Die Kunst des Bogenschießens veränderte sich innerhalb der vergangenen zwanzig Jahre mehr als in den viertausend zuvor. Die Mode der Tanzkleider wechselt von Saison zu Saison. Gibt es im Tanzen selber keine Neuerungen? Über die Methodik der Rolle vorwärts finden sich eine Handvoll Abhandlungen. Der Tanzlehrer sucht vergeblich. Er baut auf Erfahrung und Inspiration. In welchen Portionen und auf welchen Wegen Taktgefühl, Haltung und Schritte optimal lehr- und lernbar sind, war bislang keine Untersuchung wert. Diskussionen oder Seminare sind der Elite vorbehalten. Ab und zu wird ein Gott eingeflogen. Prima, lernen durch Faszination!

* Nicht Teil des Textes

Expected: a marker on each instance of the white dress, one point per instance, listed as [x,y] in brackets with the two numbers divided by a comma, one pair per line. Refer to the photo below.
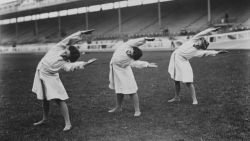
[47,71]
[121,76]
[179,67]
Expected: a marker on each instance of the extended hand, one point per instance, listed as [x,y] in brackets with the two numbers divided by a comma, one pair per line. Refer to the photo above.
[152,65]
[149,39]
[87,31]
[91,61]
[223,52]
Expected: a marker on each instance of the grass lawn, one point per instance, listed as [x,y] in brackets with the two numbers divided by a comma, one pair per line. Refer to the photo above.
[222,86]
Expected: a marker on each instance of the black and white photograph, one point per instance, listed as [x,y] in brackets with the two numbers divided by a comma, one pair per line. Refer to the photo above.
[124,70]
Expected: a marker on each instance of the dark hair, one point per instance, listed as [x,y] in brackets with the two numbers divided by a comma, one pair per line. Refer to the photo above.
[74,53]
[204,44]
[137,54]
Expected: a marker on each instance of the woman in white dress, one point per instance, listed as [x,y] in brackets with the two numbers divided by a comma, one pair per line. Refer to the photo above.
[179,67]
[121,76]
[47,84]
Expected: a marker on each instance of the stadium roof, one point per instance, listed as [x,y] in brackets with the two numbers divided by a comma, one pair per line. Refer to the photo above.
[57,7]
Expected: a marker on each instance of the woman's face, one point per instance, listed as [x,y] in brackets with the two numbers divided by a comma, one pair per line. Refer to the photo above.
[66,54]
[130,52]
[200,44]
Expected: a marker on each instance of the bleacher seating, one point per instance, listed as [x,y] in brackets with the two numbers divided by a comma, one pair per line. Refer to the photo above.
[137,21]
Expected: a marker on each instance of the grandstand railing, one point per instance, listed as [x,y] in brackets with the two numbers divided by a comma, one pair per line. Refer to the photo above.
[161,43]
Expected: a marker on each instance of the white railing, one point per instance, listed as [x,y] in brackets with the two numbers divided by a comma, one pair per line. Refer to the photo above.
[238,40]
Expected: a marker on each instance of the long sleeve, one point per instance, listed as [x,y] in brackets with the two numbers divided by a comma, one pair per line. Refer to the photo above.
[73,66]
[65,41]
[203,53]
[136,42]
[139,64]
[203,33]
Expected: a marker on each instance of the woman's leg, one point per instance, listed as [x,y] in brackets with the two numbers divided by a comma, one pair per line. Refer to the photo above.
[192,92]
[135,99]
[177,92]
[45,107]
[118,107]
[65,112]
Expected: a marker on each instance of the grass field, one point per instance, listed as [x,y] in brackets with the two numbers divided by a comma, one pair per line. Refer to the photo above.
[222,85]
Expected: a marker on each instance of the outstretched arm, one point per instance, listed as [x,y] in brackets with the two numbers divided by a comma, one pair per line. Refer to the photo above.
[204,32]
[77,65]
[139,41]
[143,64]
[73,38]
[203,53]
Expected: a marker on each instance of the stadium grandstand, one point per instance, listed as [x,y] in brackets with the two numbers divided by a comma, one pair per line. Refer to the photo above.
[46,21]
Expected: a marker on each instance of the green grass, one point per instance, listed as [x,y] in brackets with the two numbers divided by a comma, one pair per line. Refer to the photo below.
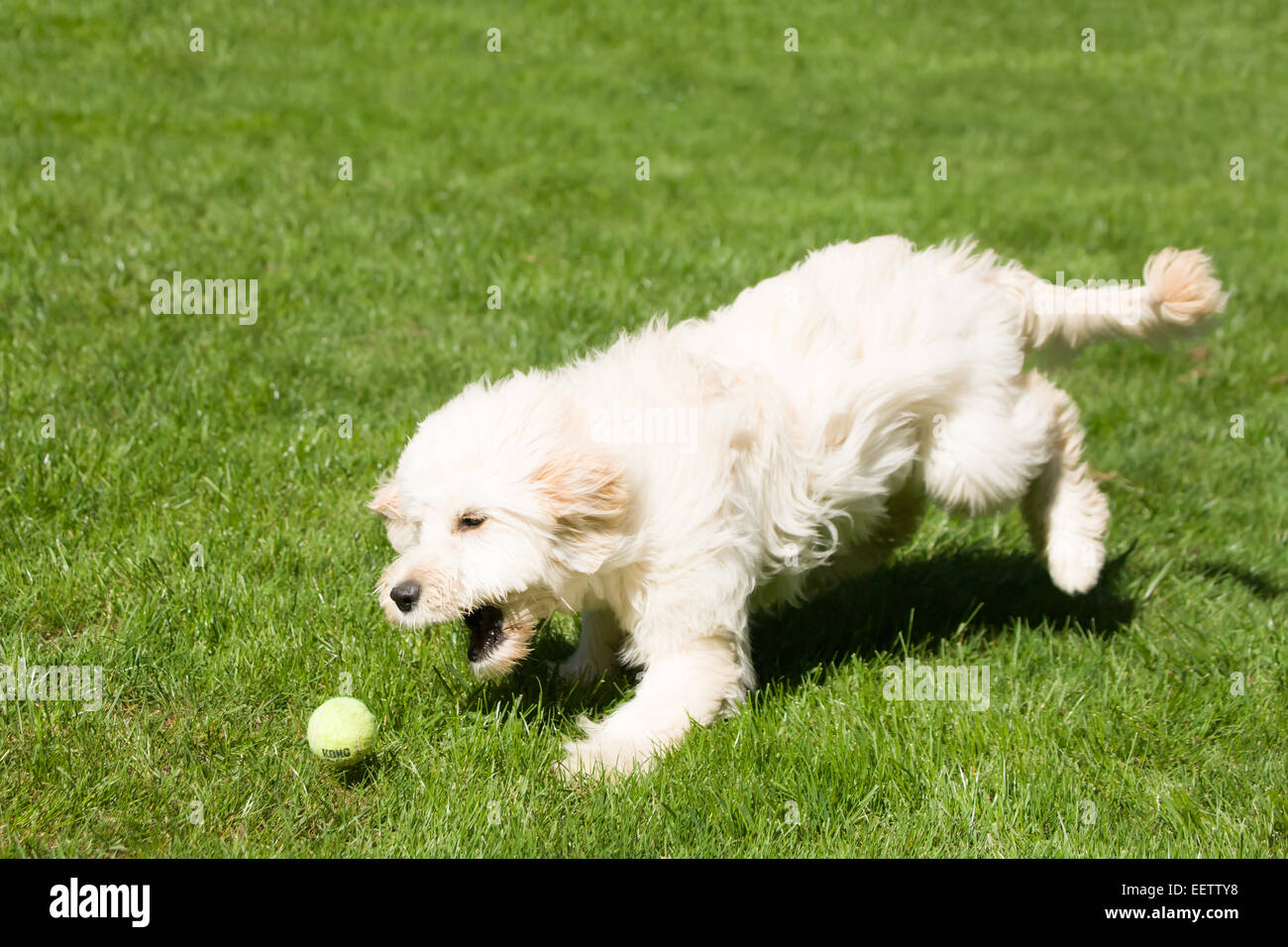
[518,170]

Aber es geht auch hausbackener: Wir dürfen uns weiterhelfen mit Workshops: „Einhören und Anzählen“, „Strategien gegen Angst und Aggression“, „Vier Wege zum Linkskreisel“, „Was war skandalös am Wiener Walzer“, „Die Ferse beim Tango“.

Face to face

Medien im Tanzunterricht? Fehlanzeige. Eine Spiegelwand im Tanzsaal ist das Größte. Videokamera? Tänzern dient sie gerade mal dazu, Feierlichkeiten festzuhalten. Ihre phantastischen Möglichkeiten: Zeitlupe und -raffer, Bildstand, variable Brennweite, kaum ein Tanzlehrer.

Tanzen hintenan

In den Massenmedien kommt Tanzsport selten vor. Fred Astaire, Ginger Rogers, die Latein-Formation der TSG Bremerhaven und ihr Dauerkampf gegen das TSZ Velbert sind vielen bekannt. „Dirty Dancing“ lief 42 Wochen in den Bremer Kinos, löste aber keinen Boom aus. Doch hohe Einschaltquoten können nicht das Ziel sein — die hat kein Kulturereignis. Ich spreche von Standard und Latein als idealem Ausgleichssport. Es hat kaum Image, und es bekommt keines: Turniere überträgt das Fernsehen nachts. Was am Wochenende vor Ort passiert, melden die Lokalzeitungen tabellarisch am Dienstag. Was bloß läßt das Tanzen so wenig attraktiv scheinen?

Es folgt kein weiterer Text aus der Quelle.